Python bindings for the [aws/random-cut-forest-by-aws](https://github.com/aws/random-cut-forest-by-aws) library, providing a fast and efficient implementation of Random Cut Forests for anomaly detection.

Key features:

- Fast anomaly detection using Random Cut Forests
- Attribution and scoring for detected anomalies
- Support for shingling and advanced configuration

## API Usage

### Basic Example

```python
from krcf import RandomCutForest, RandomCutForestOptions

# Define forest options
options: RandomCutForestOptions = {
    "dimensions": 3,  # Number of features in each data point
    "shingle_size": 2,  # Shingle size for time series
    "output_after": 1,  # Number of points before output is ready
}
forest = RandomCutForest(options)

# Update the forest with new data points
forest.update([1.0, 2.0, 3.0])
forest.update([2.0, 3.0, 4.0])

# Compute anomaly score
score = forest.score([2.0, 3.0, 4.0])
print("Anomaly score:", score)
# >>> Anomaly score: 1.0

# Get attribution vector
attr = forest.attribution([2.0, 3.0, 4.0])
print("Attribution:", attr)
# >>> Attribution: {'high': [0.3333333333333335, 0.3333333333333335, 0.3333333333333335, 0.0, 0.0, 0.0], 'low': [0.0, 0.0, 0.0, 0.0, 0.0, 0.0]}
```

### API Reference

#### RandomCutForest(options)

Create a new Random Cut Forest instance.

- `options`: A dictionary or `RandomCutForestOptions` specifying configuration (see below).

#### Methods

- `update(point: Sequence[float]) -> None`: Update the forest with a new data point.
- `score(point: Sequence[float]) -> float`: Compute the anomaly score for a data point.
- `displacement_score(point: Sequence[float]) -> float`: Compute the displacement score.
- `attribution(point: Sequence[float]) -> dict`: Get the attribution vector for a data point.
- `density(point: Sequence[float]) -> float`: Compute the density estimate for a data point.
- `near_neighbor(point: Sequence[float], percentile: int) -> list`: Find near neighbors for a data point.
- `is_output_ready() -> bool`: Check if the forest is ready to output scores.

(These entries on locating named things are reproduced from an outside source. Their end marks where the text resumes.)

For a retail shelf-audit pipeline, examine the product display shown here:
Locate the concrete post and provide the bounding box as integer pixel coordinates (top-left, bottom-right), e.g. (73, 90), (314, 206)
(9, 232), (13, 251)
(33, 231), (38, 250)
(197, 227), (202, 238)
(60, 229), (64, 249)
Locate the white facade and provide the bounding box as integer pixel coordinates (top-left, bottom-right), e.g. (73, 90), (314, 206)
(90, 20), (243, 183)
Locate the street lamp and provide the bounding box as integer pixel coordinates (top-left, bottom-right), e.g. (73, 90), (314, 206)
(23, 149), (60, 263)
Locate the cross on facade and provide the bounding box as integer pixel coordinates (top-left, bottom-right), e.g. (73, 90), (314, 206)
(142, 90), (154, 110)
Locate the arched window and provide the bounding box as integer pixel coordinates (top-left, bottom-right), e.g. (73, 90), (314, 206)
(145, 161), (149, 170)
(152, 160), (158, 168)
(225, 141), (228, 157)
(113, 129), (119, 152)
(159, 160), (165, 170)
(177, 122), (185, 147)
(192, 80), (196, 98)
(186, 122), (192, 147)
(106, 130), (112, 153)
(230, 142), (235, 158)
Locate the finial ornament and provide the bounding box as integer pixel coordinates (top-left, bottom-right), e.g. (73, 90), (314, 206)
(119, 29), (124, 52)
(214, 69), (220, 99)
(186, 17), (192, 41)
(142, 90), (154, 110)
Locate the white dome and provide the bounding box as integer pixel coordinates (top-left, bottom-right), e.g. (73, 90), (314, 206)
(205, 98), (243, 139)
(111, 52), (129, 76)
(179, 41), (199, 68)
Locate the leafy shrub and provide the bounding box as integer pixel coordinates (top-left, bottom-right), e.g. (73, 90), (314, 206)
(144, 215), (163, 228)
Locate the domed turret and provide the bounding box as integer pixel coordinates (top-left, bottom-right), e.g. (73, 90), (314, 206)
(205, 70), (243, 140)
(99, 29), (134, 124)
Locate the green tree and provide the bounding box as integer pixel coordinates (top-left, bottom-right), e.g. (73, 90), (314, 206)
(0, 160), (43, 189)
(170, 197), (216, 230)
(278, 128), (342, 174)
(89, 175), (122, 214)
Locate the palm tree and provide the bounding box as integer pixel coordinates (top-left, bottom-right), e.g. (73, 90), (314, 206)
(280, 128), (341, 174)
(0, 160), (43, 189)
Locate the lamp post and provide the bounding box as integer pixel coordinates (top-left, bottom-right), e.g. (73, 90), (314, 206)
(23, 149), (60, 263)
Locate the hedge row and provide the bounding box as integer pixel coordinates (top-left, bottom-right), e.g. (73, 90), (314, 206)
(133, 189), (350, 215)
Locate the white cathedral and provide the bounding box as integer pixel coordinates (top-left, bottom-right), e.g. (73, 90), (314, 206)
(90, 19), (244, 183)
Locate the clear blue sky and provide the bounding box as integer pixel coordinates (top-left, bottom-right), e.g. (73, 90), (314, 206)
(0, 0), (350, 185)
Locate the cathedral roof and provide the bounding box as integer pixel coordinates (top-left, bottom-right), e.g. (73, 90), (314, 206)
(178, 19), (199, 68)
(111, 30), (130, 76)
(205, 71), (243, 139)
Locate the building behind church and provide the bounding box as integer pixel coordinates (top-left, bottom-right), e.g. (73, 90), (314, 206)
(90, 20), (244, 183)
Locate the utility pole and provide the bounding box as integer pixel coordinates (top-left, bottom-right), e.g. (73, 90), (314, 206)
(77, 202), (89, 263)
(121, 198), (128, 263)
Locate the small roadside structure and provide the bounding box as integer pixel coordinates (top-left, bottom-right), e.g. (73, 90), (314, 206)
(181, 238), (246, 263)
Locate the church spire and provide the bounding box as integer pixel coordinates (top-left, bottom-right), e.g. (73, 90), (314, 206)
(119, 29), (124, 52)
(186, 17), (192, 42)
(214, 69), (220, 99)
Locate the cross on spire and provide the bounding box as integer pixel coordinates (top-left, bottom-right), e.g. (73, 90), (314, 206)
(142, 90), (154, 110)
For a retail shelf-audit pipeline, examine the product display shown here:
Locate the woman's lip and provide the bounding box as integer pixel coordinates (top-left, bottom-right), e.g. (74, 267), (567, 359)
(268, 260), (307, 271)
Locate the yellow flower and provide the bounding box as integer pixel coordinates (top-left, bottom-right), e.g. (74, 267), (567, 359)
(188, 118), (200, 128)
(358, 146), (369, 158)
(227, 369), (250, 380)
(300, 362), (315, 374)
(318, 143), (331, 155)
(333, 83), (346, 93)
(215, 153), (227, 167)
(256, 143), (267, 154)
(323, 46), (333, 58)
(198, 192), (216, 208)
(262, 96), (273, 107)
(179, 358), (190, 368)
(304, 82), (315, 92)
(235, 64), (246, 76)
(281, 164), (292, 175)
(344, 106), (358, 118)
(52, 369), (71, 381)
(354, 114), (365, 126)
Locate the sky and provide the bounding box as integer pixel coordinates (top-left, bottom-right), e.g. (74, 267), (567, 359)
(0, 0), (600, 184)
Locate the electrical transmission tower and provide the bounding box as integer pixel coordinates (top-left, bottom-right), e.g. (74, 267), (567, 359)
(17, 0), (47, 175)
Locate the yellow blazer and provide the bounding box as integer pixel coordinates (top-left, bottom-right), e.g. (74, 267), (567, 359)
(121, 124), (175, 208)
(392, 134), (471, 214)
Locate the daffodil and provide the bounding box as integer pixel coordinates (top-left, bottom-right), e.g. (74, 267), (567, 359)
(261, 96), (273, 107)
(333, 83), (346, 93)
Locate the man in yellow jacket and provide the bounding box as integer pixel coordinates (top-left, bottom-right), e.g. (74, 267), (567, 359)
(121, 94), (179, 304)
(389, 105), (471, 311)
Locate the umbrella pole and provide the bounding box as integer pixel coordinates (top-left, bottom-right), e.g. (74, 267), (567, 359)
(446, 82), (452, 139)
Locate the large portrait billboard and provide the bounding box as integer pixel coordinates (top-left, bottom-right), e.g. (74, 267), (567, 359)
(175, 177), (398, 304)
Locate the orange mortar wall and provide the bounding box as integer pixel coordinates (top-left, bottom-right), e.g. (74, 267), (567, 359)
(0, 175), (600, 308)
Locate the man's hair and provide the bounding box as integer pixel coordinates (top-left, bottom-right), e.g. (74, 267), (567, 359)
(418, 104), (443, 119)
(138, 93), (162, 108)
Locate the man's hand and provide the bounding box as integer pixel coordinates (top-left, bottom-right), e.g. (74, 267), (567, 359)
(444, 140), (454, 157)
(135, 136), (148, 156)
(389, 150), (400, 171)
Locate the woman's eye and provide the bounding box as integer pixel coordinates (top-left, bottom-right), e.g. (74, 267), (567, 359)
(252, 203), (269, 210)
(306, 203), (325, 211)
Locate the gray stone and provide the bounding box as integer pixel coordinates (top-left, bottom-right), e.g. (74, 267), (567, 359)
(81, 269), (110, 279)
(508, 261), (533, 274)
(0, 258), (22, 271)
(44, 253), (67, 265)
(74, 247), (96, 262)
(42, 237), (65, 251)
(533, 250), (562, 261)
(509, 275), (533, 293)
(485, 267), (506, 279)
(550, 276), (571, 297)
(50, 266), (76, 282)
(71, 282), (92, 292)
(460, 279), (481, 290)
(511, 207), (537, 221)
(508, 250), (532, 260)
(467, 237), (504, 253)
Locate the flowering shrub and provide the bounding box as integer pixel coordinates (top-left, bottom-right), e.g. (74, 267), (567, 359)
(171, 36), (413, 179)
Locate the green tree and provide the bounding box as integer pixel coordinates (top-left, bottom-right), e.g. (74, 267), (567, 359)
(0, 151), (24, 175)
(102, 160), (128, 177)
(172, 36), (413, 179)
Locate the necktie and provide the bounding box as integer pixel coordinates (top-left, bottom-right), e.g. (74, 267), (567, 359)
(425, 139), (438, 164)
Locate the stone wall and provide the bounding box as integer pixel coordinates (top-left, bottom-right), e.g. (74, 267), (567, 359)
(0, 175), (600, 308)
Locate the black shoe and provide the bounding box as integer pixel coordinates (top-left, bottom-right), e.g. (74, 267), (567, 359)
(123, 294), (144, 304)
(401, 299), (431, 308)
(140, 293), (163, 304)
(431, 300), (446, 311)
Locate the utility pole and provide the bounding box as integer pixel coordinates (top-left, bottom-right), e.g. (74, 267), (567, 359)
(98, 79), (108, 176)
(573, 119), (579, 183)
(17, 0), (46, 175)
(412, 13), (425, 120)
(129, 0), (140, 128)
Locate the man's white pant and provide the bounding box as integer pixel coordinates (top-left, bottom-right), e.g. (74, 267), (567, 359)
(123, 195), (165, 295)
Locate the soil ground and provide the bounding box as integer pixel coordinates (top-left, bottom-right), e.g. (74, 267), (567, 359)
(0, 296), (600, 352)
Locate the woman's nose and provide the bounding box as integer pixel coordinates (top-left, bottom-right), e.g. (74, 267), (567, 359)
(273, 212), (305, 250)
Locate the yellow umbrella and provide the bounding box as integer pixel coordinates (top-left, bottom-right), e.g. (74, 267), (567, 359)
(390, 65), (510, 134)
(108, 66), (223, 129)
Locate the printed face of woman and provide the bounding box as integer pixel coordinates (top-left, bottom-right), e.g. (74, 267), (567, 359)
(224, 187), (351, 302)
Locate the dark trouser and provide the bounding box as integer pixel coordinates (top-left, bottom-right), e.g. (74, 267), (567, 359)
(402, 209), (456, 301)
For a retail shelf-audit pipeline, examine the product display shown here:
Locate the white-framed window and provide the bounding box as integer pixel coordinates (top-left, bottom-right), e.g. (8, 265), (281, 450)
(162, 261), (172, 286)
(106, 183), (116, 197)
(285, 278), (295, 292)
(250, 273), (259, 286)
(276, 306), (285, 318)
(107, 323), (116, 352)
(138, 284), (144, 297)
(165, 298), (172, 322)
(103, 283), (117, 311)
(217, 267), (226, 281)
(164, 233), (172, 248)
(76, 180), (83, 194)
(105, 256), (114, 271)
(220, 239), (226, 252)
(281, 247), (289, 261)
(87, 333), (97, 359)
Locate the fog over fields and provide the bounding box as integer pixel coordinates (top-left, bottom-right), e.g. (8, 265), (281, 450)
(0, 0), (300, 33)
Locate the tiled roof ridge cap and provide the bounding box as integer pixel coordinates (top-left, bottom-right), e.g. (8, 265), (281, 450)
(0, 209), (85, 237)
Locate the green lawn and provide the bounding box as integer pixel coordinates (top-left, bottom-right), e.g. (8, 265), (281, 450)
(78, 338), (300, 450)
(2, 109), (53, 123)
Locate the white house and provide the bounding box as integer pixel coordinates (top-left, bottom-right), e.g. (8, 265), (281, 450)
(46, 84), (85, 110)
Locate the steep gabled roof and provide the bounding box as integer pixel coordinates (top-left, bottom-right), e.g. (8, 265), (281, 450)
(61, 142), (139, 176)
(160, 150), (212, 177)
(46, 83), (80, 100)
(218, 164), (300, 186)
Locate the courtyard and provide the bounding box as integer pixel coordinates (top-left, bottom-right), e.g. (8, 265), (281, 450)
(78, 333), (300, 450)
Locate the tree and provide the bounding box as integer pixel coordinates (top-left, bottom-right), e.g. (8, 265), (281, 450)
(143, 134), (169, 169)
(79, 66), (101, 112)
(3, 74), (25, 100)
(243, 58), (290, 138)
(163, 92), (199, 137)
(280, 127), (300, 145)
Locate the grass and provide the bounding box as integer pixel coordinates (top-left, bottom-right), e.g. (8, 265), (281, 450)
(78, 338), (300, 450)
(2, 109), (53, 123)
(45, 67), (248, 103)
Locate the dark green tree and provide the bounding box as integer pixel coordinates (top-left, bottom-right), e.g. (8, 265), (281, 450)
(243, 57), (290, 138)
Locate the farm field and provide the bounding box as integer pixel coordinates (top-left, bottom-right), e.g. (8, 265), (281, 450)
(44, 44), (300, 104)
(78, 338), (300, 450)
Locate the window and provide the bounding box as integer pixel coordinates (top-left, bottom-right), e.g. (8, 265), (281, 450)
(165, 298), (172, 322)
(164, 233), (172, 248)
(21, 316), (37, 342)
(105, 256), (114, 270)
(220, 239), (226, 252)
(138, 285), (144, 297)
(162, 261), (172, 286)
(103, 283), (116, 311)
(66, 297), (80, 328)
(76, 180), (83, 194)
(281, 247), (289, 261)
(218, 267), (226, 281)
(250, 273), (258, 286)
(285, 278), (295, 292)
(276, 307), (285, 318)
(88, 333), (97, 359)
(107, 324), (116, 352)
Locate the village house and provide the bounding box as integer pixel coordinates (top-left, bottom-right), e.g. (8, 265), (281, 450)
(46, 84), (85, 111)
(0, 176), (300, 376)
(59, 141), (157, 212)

#### RandomCutForestOptions

Options for configuring the forest (all except `dimensions` and `shingle_size` are optional):

- `dimensions` (int): Number of features in each data point (required)
- `shingle_size` (int): Shingle size for time series (required)
- `num_trees` (int): Number of trees in the forest
- `sample_size` (int): Sample size for each tree
- `output_after` (int): Number of points before output is ready
- `random_seed` (int): Random seed for reproducibility
- ...and more advanced options

For more details, see the docstrings in the code or the API reference.